- Nearest city: Guajará-Mirim, Rondônia
- Coordinates: 11°24′41″S 64°50′46″W﻿ / ﻿11.411410°S 64.846143°W
- Area: 22,540 hectares (55,700 acres)
- Designation: Biological reserve
- Created: 28 March 1990

= Traçadal Biological Reserve =

Brazilian biological reserve

The Traçadal Biological Reserve (Reserva Biológica Traçadal) is a biological reserve in the state of Rondônia, Brazil.

==Location==

The Traçadal Biological Reserve has an area of 22540 ha.
It is in the municipality of Guajará-Mirim in the state of Rondônia.
In 1999 there were two families with 7 people on the Novo River, the northern boundary of the reserve.
It is bounded to the west by the Pacaás-Novas Indigenous Territory, which in turn is bounded to the west by the Mamoré River, the boundary with Bolivia.
The Serra da Cutia National Park is about 12 km to the south.

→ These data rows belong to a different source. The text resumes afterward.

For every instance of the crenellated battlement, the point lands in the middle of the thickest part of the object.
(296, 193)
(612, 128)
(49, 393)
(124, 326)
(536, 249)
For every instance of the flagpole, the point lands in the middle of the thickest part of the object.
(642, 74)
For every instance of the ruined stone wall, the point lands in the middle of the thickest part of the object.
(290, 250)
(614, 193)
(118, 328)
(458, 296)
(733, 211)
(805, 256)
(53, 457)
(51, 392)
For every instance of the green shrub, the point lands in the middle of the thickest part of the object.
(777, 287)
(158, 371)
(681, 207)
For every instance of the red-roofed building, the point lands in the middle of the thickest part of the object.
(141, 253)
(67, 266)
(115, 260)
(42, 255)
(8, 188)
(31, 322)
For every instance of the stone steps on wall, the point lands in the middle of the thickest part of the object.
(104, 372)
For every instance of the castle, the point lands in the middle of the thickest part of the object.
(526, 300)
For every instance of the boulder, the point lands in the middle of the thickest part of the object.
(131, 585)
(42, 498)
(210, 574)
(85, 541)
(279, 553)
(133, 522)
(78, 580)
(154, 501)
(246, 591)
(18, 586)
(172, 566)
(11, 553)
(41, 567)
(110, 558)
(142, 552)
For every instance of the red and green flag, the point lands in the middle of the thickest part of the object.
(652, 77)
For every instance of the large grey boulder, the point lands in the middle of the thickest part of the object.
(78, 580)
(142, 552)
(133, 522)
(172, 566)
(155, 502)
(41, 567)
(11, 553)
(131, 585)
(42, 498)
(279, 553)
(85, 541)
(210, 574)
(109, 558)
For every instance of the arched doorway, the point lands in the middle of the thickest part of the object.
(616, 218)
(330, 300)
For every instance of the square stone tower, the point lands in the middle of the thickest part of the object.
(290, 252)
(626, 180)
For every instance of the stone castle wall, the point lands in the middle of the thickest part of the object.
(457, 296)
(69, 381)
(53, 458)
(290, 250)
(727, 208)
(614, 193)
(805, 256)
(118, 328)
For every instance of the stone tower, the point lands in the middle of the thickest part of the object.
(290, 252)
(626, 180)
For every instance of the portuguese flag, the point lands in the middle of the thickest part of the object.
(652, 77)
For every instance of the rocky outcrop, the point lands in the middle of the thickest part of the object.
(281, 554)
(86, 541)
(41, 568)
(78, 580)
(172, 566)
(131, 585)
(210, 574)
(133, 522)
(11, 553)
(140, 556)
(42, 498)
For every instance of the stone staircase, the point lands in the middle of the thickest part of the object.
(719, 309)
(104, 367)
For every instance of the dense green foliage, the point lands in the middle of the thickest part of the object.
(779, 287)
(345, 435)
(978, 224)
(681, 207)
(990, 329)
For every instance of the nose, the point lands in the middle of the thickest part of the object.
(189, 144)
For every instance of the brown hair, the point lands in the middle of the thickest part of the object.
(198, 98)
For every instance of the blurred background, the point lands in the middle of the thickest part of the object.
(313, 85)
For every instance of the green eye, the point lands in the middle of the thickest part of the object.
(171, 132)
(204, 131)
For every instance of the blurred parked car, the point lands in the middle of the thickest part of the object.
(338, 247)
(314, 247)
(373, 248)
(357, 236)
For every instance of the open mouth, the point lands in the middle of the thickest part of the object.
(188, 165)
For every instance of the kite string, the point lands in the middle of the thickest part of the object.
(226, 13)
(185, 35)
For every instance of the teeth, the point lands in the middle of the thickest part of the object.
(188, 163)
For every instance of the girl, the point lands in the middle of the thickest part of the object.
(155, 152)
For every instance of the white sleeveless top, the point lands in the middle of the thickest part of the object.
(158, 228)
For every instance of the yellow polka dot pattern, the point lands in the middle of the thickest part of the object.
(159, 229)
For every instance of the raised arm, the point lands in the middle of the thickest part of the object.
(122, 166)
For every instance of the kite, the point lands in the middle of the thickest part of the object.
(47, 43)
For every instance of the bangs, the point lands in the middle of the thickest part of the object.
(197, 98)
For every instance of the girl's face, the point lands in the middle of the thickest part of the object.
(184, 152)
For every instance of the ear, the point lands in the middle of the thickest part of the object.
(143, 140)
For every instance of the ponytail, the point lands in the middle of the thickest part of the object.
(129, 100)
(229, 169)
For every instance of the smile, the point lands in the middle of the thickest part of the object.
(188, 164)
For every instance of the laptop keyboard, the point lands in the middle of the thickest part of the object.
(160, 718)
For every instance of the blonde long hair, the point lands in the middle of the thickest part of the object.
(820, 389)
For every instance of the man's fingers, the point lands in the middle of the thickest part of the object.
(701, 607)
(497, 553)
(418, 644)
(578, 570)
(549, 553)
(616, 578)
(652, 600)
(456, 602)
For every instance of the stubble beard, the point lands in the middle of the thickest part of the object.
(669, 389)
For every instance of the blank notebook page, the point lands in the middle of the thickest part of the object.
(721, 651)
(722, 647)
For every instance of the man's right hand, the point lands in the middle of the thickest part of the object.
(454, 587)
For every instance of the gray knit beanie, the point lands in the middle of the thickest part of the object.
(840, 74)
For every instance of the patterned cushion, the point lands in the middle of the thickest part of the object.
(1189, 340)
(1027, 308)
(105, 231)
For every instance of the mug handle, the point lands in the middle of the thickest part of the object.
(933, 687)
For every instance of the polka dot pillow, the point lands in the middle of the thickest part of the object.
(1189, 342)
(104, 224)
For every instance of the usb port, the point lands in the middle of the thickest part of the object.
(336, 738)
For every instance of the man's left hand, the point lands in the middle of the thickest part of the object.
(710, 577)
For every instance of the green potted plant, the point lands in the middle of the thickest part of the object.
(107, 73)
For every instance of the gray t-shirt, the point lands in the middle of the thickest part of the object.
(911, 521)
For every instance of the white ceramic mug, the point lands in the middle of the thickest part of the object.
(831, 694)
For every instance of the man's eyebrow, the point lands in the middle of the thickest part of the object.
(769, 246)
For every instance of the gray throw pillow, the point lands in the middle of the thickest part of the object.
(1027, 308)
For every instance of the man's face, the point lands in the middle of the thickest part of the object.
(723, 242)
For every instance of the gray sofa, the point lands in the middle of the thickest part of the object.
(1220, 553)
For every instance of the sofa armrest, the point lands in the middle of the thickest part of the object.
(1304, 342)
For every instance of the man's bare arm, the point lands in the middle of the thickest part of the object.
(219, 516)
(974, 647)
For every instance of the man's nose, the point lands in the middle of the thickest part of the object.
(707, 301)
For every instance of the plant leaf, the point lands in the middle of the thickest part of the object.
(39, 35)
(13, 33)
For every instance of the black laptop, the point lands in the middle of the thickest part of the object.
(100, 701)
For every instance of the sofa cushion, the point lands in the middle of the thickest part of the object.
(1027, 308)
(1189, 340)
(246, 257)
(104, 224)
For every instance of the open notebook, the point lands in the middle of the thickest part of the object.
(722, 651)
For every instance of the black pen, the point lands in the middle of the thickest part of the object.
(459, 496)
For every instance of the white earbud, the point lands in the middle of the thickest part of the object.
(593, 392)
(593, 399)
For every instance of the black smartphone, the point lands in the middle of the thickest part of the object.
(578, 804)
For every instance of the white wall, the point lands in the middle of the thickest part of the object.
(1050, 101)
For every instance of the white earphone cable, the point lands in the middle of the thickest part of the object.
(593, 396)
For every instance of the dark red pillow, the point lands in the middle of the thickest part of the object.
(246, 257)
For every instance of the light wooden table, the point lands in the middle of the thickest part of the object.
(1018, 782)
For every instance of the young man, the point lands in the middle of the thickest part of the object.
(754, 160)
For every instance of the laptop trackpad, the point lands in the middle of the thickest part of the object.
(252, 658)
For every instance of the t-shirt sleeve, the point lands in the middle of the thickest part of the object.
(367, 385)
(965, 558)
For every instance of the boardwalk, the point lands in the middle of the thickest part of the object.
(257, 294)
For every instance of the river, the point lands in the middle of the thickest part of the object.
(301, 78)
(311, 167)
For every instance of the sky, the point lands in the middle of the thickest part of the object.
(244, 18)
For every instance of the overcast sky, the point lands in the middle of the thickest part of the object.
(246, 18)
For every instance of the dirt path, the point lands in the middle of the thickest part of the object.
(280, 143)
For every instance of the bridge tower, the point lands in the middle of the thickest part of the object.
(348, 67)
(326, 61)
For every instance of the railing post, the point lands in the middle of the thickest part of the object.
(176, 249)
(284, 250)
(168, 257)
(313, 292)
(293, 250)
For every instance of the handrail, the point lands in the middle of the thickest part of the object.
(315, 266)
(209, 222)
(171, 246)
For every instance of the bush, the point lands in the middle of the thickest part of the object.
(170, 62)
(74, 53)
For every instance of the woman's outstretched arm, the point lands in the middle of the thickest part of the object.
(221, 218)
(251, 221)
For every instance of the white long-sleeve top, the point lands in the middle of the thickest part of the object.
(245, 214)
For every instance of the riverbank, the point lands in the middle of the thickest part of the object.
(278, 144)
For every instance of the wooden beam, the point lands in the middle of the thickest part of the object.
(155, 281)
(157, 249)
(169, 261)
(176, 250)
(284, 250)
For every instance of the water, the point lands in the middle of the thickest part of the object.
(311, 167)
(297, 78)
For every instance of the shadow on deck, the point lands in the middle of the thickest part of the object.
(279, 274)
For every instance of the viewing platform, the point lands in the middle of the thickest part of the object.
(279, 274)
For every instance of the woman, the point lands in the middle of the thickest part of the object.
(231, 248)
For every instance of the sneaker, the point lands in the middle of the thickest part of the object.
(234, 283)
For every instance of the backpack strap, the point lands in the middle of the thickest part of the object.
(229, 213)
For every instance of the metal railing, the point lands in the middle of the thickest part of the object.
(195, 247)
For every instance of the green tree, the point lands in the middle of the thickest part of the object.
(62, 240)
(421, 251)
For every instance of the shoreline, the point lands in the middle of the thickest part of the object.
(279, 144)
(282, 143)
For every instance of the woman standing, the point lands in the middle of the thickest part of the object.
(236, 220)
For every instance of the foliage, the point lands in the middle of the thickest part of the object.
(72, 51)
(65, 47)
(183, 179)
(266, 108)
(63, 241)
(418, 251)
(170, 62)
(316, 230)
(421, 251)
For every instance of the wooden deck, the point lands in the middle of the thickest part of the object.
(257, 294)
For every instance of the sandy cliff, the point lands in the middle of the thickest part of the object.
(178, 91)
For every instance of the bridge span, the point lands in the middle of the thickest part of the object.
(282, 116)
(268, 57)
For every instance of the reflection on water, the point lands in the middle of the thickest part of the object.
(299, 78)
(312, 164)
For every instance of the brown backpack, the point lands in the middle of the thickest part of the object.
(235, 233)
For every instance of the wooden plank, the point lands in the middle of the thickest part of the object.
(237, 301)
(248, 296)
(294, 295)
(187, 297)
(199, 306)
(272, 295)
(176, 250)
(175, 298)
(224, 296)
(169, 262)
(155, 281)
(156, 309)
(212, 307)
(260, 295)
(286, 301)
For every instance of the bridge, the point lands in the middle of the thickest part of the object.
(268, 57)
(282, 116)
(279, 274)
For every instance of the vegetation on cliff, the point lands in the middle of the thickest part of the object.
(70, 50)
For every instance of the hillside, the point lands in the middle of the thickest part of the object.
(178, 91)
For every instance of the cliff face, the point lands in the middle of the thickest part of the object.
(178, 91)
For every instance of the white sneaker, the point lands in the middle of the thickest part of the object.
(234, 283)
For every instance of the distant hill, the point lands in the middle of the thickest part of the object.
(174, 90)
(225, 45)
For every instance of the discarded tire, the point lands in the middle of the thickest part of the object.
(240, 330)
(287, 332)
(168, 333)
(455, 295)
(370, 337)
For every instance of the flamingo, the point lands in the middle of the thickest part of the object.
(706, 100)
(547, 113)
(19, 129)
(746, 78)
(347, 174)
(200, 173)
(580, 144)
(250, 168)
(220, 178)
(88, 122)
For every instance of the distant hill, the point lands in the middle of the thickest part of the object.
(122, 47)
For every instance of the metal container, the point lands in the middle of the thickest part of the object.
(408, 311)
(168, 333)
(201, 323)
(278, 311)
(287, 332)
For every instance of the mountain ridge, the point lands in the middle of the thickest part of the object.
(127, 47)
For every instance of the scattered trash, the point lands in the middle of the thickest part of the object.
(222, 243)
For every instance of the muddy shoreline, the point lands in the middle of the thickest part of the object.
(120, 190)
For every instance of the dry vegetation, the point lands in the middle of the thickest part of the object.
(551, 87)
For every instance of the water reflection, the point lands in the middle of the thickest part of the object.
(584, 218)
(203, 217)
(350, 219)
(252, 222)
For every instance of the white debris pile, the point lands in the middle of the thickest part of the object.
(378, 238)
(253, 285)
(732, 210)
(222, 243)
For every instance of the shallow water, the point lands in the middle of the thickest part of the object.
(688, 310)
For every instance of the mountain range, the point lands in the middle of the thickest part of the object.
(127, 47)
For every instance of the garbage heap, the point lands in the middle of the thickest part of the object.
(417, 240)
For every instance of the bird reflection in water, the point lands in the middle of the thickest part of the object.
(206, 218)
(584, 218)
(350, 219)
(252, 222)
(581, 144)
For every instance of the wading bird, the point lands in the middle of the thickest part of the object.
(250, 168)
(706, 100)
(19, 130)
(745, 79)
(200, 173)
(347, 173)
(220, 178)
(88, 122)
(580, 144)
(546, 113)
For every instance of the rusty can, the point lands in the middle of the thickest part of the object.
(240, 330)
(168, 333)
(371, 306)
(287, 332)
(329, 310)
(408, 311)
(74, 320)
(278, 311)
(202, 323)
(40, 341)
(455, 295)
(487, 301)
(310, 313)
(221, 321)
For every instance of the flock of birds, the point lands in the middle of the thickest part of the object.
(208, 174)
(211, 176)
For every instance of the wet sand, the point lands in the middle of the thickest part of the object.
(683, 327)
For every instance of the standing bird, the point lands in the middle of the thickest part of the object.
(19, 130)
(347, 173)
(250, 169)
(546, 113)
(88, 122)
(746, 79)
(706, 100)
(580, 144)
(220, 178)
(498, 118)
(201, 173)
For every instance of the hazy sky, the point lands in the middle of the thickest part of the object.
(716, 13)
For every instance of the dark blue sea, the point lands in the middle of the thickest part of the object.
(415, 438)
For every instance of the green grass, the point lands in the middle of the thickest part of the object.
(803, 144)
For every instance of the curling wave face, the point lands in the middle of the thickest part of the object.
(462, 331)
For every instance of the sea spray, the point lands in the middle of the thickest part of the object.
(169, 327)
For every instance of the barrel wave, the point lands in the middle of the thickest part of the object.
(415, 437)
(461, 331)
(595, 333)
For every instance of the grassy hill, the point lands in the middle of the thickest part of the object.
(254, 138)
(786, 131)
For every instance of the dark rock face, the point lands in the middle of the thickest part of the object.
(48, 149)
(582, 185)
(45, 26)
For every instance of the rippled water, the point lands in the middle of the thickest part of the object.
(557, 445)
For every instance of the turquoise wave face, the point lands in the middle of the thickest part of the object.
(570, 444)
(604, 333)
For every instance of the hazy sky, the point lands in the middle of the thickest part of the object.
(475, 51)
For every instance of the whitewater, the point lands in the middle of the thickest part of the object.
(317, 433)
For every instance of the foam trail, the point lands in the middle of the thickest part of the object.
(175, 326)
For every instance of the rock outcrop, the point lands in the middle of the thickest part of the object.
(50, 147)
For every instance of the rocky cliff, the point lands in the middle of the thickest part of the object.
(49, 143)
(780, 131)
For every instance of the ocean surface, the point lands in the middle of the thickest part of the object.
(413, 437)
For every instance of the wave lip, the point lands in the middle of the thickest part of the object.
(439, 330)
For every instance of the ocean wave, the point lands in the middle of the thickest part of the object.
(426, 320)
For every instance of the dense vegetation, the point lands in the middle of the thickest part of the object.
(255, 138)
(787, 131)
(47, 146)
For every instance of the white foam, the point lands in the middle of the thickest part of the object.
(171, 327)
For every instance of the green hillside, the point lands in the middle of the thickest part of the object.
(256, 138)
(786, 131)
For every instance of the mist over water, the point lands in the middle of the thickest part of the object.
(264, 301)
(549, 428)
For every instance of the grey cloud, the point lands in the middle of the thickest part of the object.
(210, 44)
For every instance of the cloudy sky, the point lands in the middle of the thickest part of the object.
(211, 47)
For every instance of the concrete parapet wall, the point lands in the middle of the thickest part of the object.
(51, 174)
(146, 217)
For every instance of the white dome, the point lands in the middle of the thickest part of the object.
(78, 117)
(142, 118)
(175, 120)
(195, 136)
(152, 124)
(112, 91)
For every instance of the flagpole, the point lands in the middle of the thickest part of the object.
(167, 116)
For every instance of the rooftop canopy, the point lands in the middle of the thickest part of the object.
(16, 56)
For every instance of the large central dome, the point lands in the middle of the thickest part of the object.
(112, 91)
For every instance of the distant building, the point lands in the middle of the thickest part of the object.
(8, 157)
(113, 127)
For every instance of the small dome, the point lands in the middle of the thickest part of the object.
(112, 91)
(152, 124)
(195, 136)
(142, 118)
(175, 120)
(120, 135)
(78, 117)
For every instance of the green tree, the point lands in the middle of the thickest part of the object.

The reserve is drained by tributaries of the Pacaás Novos River.
It is in the Amazon biome, and is covered entirely in open rainforest.
It is in the centre-west Brazilian pediplain, with altitudes around 100 m above sea level.

==Conservation==

The Traçadal Biological Reserve was created by decree 4.583 on 28 March 1990.
The reserve was created in a special army use area, and is administered by the SEDAM-RO.
Since it is so remote, no conservation measures were taken after creation apart from demarcation and the start of the process of land compensation.
On 30 June 2004 the state of Rondônia act 94 changed the name to the Traçadal State Biological Reserve, and stated that the reserve must not be an obstacle to construction of the RO-370 highway, considered of vital importance for national defense.